Line K Bay1,3, M Julian Caley2 and Ross H Crozier1
1School of Marine and Tropical Biology, James Cook University, Townsville, Qld 4811, Australia
2Australian Institute of Marine Science, PMB #3, Townsville MC, QLD 4810, Australia
3ARC
Centre of Excellence for Coral Reef Studies, Townsville, Qld 4811,
Australia and Australian Institute of Marine Science, PMB #3,
Townsville MC, QLD 4810, Australia
This is an Open Access article distributed under the terms of the Creative Commons Attribution License. BMC Evolutionary Biology 2008,
8:248.
Abstract
Background
Management strategies for coral reefs are dependant on information
about the spatial population structure and connectivity of reef
organisms. Genetic tools can reveal important information about
population structure, however, this information is lacking for many
reef species. We used a mitochondrial molecular marker to examine the
population genetic structure and the potential for meta-population
dynamics in a direct developing coral reef fish using 283 individuals
from 15 reefs on the Great Barrier Reef, Australia. We employed a
hierarchical sampling design to test genetic models of population
structure at multiple geographical scales including among regions,
among shelf position and reefs within regions. Predictions from island,
isolation-by-distance and meta-population models, including the
potential for asymmetric migration, local extinction and patterns of
re-colonisation were examined.
Results
Acanthochromis polyacanthus displayed strong genetic structure among regions (ΦST =
0.81, P < 0.0001) that supported an equilibrium
isolation-by-distance model (r = 0.77, P = 0.001). Significant
structuring across the continental shelf was only evident in the
northern region (ΦST = 0.31, P < 0.001) and no evidence of isolation-by-distance was found within any region. Pairwise ΦST values indicated overall strong but variable genetic structure (mean ΦST among
reefs within regions = 0.28, 0.38, 0.41), and asymmetric migration
rates among reefs with low genetic structure. Genetic differentiation
among younger reefs was greater than among older reefs supporting a
meta-population propagule-pool colonisation model. Variation in genetic
diversities, demographic expansion and population growth estimates
indicated more frequent genetic bottlenecks/founder effects and
subsequent population expansion in the central and southern regions
compared to the northern one.
Conclusion
Our findings provide genetic evidence for meta-population dynamics
in a direct developing coral reef fish and we reject the equilibrium
island and isolation-by distance models at local spatial scales.

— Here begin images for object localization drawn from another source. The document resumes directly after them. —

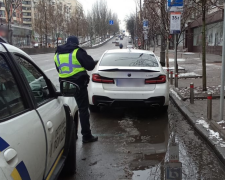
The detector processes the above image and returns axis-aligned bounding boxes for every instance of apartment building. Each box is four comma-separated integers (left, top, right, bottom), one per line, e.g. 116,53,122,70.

21,0,32,27
185,0,224,55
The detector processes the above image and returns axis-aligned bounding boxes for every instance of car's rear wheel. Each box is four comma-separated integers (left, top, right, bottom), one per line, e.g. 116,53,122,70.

62,124,76,175
89,104,100,113
161,105,168,113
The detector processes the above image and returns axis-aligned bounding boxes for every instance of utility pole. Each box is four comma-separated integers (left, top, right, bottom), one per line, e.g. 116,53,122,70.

219,0,225,120
140,0,144,49
136,6,137,48
43,0,47,47
160,0,166,67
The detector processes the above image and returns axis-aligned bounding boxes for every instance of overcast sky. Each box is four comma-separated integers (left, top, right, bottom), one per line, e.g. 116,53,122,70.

80,0,137,30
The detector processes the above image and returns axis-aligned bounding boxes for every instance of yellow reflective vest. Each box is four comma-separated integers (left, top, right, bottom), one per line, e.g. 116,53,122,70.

54,48,85,78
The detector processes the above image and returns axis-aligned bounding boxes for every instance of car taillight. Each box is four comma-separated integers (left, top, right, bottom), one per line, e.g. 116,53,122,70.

145,75,166,84
92,74,114,84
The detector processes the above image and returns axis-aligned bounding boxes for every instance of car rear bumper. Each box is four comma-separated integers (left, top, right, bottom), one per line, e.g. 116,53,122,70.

92,95,165,107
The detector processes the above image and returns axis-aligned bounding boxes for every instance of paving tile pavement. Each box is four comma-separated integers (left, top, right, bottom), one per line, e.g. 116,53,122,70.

157,47,225,164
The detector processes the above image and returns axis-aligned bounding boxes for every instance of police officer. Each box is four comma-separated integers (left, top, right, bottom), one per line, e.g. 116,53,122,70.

54,36,98,143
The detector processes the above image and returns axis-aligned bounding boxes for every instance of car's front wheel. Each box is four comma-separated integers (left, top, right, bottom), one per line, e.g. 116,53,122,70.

62,125,76,175
89,104,100,113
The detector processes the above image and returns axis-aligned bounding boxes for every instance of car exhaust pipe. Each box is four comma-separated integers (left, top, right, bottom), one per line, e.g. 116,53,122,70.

151,104,160,108
98,103,107,107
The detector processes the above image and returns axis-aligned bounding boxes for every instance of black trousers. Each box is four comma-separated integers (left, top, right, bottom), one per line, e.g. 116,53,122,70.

74,85,91,137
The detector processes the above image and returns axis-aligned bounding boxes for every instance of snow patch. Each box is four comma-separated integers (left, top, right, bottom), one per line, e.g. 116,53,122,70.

196,119,209,129
178,72,200,77
183,52,195,55
206,64,216,66
170,88,181,100
218,120,225,124
169,58,185,62
196,118,225,148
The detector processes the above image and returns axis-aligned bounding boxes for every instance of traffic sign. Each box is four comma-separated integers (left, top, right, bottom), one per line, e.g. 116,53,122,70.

109,20,114,25
144,34,148,40
143,19,149,27
143,26,149,31
170,12,181,34
165,162,182,180
167,0,183,12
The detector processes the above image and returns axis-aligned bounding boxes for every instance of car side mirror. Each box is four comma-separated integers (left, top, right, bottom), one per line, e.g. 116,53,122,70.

60,80,80,97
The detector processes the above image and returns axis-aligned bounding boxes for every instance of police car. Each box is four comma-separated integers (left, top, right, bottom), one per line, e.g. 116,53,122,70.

0,43,79,180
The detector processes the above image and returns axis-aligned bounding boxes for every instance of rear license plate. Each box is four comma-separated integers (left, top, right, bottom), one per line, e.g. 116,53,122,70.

116,79,144,87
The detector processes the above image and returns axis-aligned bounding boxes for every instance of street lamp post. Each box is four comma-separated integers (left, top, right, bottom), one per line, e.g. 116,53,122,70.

219,0,225,120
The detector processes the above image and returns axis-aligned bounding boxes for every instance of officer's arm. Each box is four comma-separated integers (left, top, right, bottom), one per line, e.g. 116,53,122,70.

76,48,96,71
55,62,59,72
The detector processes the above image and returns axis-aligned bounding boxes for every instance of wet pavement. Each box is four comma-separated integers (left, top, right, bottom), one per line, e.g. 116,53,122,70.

30,38,225,179
58,102,225,180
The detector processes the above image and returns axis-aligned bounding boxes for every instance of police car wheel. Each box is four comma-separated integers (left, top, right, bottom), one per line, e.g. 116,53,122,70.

89,104,100,113
62,127,76,175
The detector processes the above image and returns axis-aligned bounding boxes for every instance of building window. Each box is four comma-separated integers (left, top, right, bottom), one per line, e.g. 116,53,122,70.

23,12,31,16
22,1,31,5
22,7,31,10
23,18,31,22
0,10,5,17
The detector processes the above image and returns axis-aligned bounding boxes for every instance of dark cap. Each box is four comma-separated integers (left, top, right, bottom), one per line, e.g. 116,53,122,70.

67,36,79,45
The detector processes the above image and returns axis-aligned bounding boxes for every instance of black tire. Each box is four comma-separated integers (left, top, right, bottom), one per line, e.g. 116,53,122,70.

89,104,100,113
62,126,76,175
161,105,168,113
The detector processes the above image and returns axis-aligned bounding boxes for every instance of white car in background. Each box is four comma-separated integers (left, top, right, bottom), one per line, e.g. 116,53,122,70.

88,49,169,112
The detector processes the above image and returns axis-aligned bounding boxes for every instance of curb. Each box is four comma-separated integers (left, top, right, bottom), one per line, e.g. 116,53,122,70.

24,36,114,55
169,91,225,165
83,36,114,50
172,87,223,101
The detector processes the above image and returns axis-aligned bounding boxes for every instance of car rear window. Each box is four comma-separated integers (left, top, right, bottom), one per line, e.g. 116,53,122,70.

100,53,159,67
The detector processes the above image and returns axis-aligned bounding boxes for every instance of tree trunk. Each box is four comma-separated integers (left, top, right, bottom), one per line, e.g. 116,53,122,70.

166,38,169,69
202,4,207,91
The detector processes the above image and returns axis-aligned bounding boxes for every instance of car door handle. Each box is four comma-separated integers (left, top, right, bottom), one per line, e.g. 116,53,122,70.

4,148,18,167
47,121,53,133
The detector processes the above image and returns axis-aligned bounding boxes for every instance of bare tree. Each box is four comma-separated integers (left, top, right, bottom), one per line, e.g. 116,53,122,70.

190,0,222,90
4,0,24,43
90,0,119,40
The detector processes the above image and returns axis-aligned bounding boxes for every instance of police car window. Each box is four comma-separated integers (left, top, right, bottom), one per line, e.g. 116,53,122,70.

0,55,25,120
14,56,51,105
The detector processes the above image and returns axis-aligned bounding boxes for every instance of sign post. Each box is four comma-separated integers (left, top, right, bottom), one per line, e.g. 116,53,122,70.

109,20,114,25
167,0,183,12
170,12,181,34
143,19,149,49
219,0,225,120
170,12,181,87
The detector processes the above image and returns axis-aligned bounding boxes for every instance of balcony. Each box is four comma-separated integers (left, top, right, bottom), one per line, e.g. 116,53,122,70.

23,21,32,25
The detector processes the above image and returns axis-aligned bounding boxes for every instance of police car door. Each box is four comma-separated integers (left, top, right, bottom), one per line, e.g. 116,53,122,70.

0,53,46,180
14,55,66,180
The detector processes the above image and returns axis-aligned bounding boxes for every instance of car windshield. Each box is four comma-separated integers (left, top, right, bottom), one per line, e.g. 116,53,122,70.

100,53,159,67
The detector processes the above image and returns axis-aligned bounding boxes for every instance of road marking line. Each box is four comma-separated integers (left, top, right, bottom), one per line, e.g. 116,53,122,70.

44,68,55,72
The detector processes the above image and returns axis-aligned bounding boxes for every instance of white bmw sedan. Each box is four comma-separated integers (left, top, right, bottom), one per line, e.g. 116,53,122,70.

88,49,169,112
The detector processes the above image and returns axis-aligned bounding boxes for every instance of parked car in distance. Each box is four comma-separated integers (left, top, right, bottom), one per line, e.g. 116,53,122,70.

88,49,169,112
112,38,119,43
0,43,79,180
115,40,120,46
127,44,134,49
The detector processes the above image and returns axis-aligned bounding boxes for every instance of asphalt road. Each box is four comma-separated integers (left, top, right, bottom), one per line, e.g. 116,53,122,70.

31,38,225,180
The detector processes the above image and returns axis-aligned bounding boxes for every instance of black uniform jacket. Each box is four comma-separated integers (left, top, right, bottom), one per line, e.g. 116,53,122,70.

55,43,96,86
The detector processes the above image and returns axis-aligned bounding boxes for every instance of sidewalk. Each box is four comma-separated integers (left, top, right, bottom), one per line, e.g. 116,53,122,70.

164,49,225,164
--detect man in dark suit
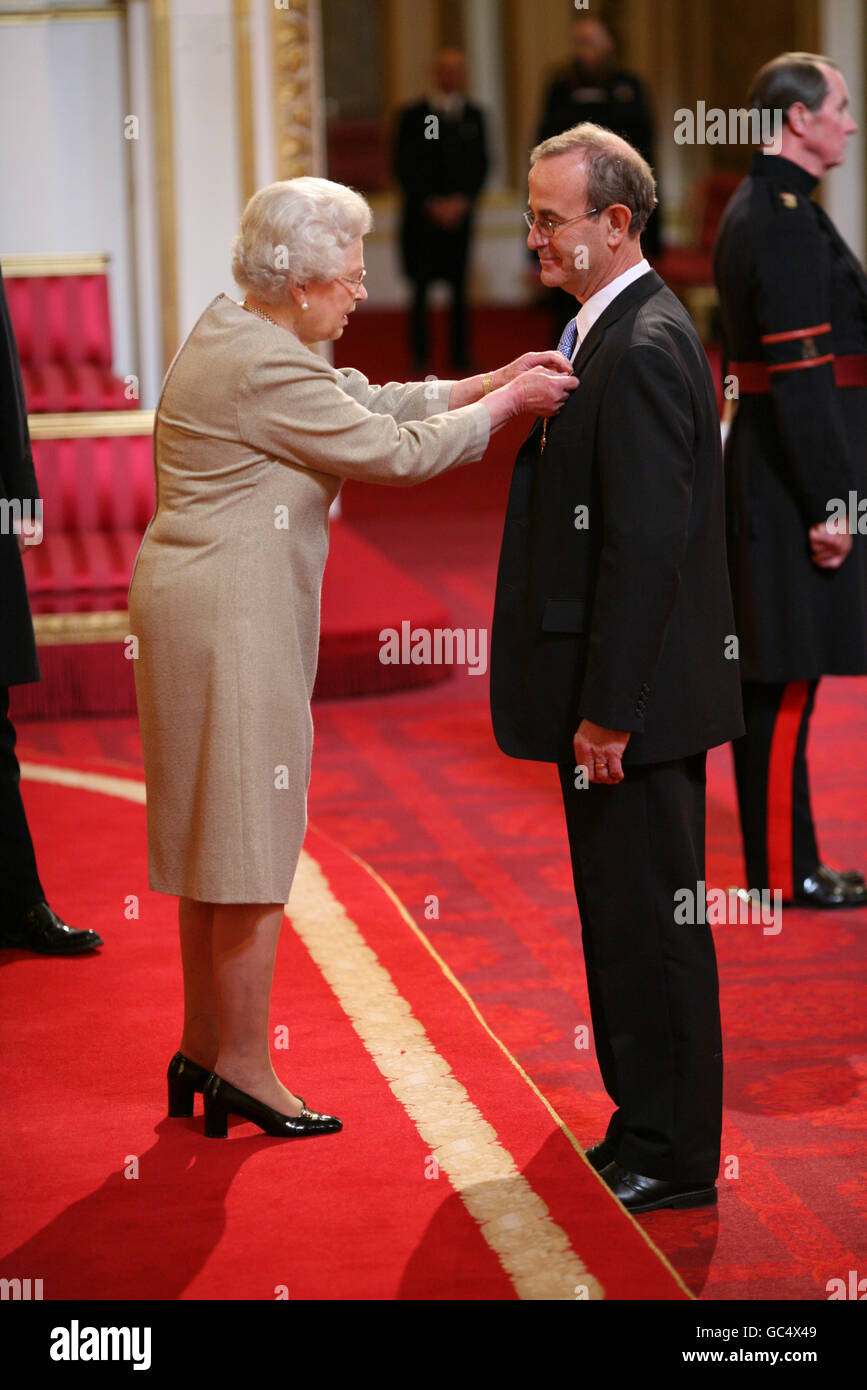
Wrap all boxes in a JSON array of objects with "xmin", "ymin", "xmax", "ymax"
[
  {"xmin": 713, "ymin": 53, "xmax": 866, "ymax": 910},
  {"xmin": 393, "ymin": 47, "xmax": 488, "ymax": 373},
  {"xmin": 490, "ymin": 124, "xmax": 744, "ymax": 1212},
  {"xmin": 0, "ymin": 267, "xmax": 101, "ymax": 955}
]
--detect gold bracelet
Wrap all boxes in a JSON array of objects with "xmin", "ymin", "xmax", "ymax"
[{"xmin": 483, "ymin": 371, "xmax": 493, "ymax": 395}]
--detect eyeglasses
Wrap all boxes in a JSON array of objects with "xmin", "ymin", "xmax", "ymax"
[
  {"xmin": 336, "ymin": 269, "xmax": 367, "ymax": 294},
  {"xmin": 523, "ymin": 208, "xmax": 599, "ymax": 238}
]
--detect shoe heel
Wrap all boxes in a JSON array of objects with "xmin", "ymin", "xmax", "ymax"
[
  {"xmin": 168, "ymin": 1075, "xmax": 195, "ymax": 1118},
  {"xmin": 203, "ymin": 1091, "xmax": 229, "ymax": 1138}
]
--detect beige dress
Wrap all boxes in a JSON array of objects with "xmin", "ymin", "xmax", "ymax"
[{"xmin": 128, "ymin": 293, "xmax": 491, "ymax": 902}]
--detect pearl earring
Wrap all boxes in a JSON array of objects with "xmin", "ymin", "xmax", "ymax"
[{"xmin": 302, "ymin": 300, "xmax": 308, "ymax": 310}]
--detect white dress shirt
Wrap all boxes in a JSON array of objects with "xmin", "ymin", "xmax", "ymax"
[{"xmin": 567, "ymin": 258, "xmax": 652, "ymax": 361}]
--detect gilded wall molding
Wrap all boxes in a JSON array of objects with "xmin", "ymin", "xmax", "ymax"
[
  {"xmin": 150, "ymin": 0, "xmax": 178, "ymax": 372},
  {"xmin": 271, "ymin": 0, "xmax": 322, "ymax": 178}
]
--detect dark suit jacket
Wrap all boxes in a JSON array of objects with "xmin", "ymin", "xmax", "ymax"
[
  {"xmin": 0, "ymin": 267, "xmax": 40, "ymax": 688},
  {"xmin": 490, "ymin": 269, "xmax": 744, "ymax": 766},
  {"xmin": 393, "ymin": 98, "xmax": 488, "ymax": 281}
]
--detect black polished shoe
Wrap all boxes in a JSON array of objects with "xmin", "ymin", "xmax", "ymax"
[
  {"xmin": 0, "ymin": 902, "xmax": 103, "ymax": 954},
  {"xmin": 793, "ymin": 865, "xmax": 867, "ymax": 908},
  {"xmin": 822, "ymin": 865, "xmax": 866, "ymax": 889},
  {"xmin": 202, "ymin": 1073, "xmax": 342, "ymax": 1138},
  {"xmin": 584, "ymin": 1140, "xmax": 617, "ymax": 1172},
  {"xmin": 599, "ymin": 1161, "xmax": 717, "ymax": 1214},
  {"xmin": 167, "ymin": 1051, "xmax": 213, "ymax": 1117}
]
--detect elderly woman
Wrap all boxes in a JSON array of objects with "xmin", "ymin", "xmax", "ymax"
[{"xmin": 128, "ymin": 176, "xmax": 575, "ymax": 1139}]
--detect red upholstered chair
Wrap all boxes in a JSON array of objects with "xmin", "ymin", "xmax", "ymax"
[
  {"xmin": 1, "ymin": 254, "xmax": 137, "ymax": 412},
  {"xmin": 25, "ymin": 411, "xmax": 155, "ymax": 615},
  {"xmin": 653, "ymin": 171, "xmax": 743, "ymax": 290},
  {"xmin": 10, "ymin": 410, "xmax": 155, "ymax": 719}
]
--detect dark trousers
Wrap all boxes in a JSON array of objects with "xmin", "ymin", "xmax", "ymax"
[
  {"xmin": 557, "ymin": 751, "xmax": 722, "ymax": 1183},
  {"xmin": 731, "ymin": 679, "xmax": 820, "ymax": 898},
  {"xmin": 409, "ymin": 266, "xmax": 469, "ymax": 368},
  {"xmin": 0, "ymin": 685, "xmax": 44, "ymax": 926}
]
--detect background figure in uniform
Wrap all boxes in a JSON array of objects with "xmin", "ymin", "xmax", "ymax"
[
  {"xmin": 714, "ymin": 53, "xmax": 867, "ymax": 909},
  {"xmin": 393, "ymin": 47, "xmax": 489, "ymax": 374},
  {"xmin": 0, "ymin": 268, "xmax": 102, "ymax": 956},
  {"xmin": 535, "ymin": 14, "xmax": 660, "ymax": 337}
]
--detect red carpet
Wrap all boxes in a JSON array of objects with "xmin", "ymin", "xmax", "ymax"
[
  {"xmin": 0, "ymin": 762, "xmax": 688, "ymax": 1301},
  {"xmin": 5, "ymin": 306, "xmax": 865, "ymax": 1301}
]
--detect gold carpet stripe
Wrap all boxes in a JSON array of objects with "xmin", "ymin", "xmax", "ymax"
[
  {"xmin": 17, "ymin": 762, "xmax": 681, "ymax": 1299},
  {"xmin": 332, "ymin": 832, "xmax": 695, "ymax": 1301},
  {"xmin": 287, "ymin": 849, "xmax": 604, "ymax": 1300},
  {"xmin": 20, "ymin": 762, "xmax": 147, "ymax": 803}
]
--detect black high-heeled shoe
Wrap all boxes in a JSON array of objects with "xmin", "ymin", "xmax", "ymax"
[
  {"xmin": 167, "ymin": 1051, "xmax": 212, "ymax": 1117},
  {"xmin": 202, "ymin": 1072, "xmax": 342, "ymax": 1138}
]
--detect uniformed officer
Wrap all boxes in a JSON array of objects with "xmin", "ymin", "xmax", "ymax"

Instead, strong non-equilibrium genetic structure appears to be
generated by genetic bottlenecks/founder effects associated with
population reductions/extinctions and asymmetric
migration/(re)-colonisation of such populations. These meta-population
dynamics varied across the geographical range examined with edge
populations exhibiting lower genetic diversities and higher rates of
population expansion than more central populations. Therefore, coral
reef species may experience local population reductions/extinctions
that promote overall meta-population genetic differentiation.